Abstract
The second conference will address the relationship between agrarian transformation and the rise of capitalist enterprises associated with the first, second and third industrial revolutions. For most of their seven thousand year history, European peasants worked with tools made by themselves or by village craftsmen. It was not until the XIXthcentury that the industrial sector began to produce machinery and other supplies for agriculture, and to process its products. Even so, in 1940, in most of Europe's industrialized countries, the agricultural sector was still dominated by peasants.

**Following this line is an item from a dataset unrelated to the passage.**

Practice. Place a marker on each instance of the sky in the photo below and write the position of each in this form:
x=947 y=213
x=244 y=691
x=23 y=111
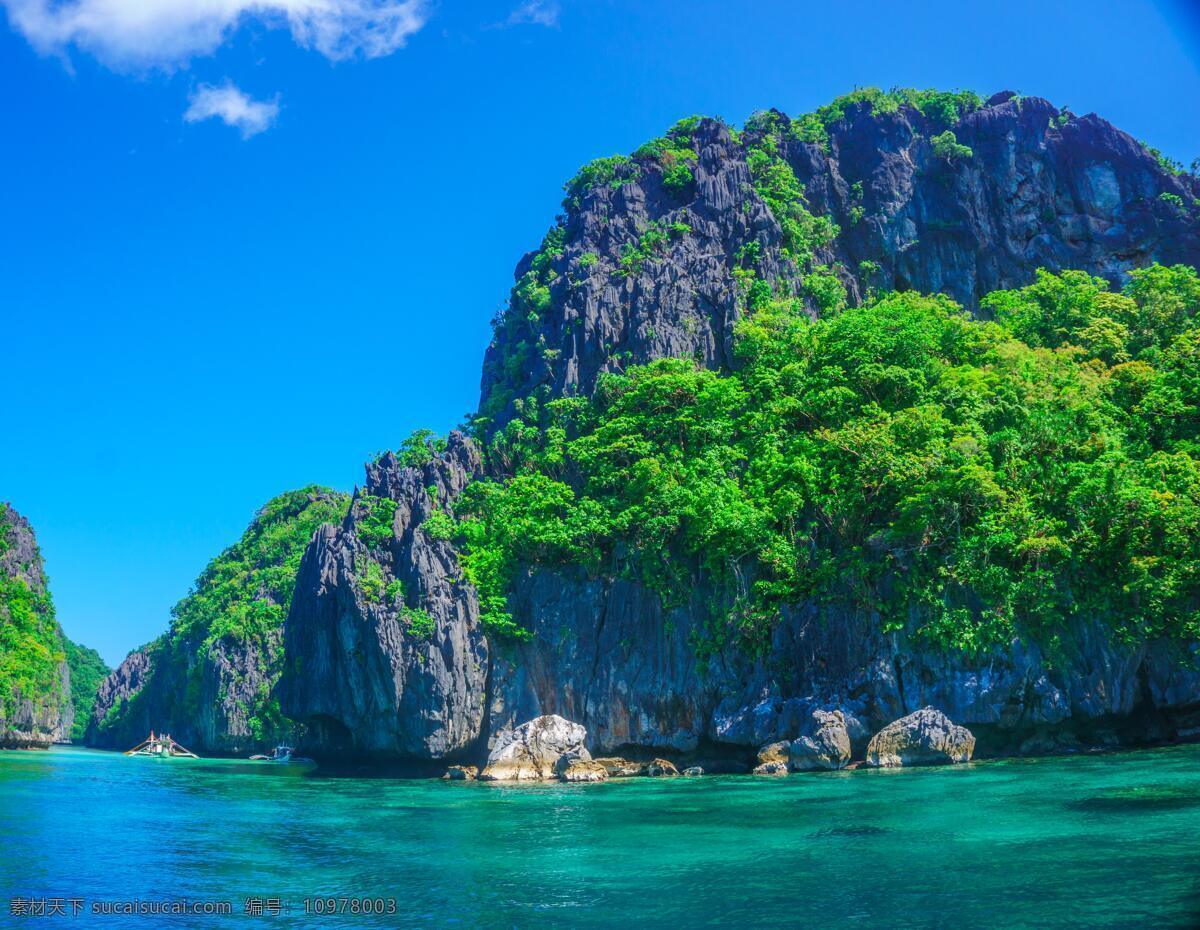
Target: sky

But after the Second World War, industrial, commercial and banking companies invested massively in the upstream sector (supply of tractors and other machinery, mineral fertilizers, pesticides, seeds, credit) and the downstream sector (processing of agricultural products into food or other goods, sales to consumers) of agricultural production. Most countries have implemented very proactive policies of " agricultural modernization ". This involved mobilizing scientific and technical knowledge to significantly increase production quantities, while lowering production costs. It was based on the increasingly massive use of fossil fuels. During this period, most of the farms that existed in 1940 disappeared. On those that remained, fewer and larger, the farmers' successors implemented processes of " rationalization " and became farm managers. The ecology of agricultural and non-agricultural spaces has been turned upside down. Although the vast majority of farms remained family-owned, their operating capital became considerable, often at the cost of heavy debt.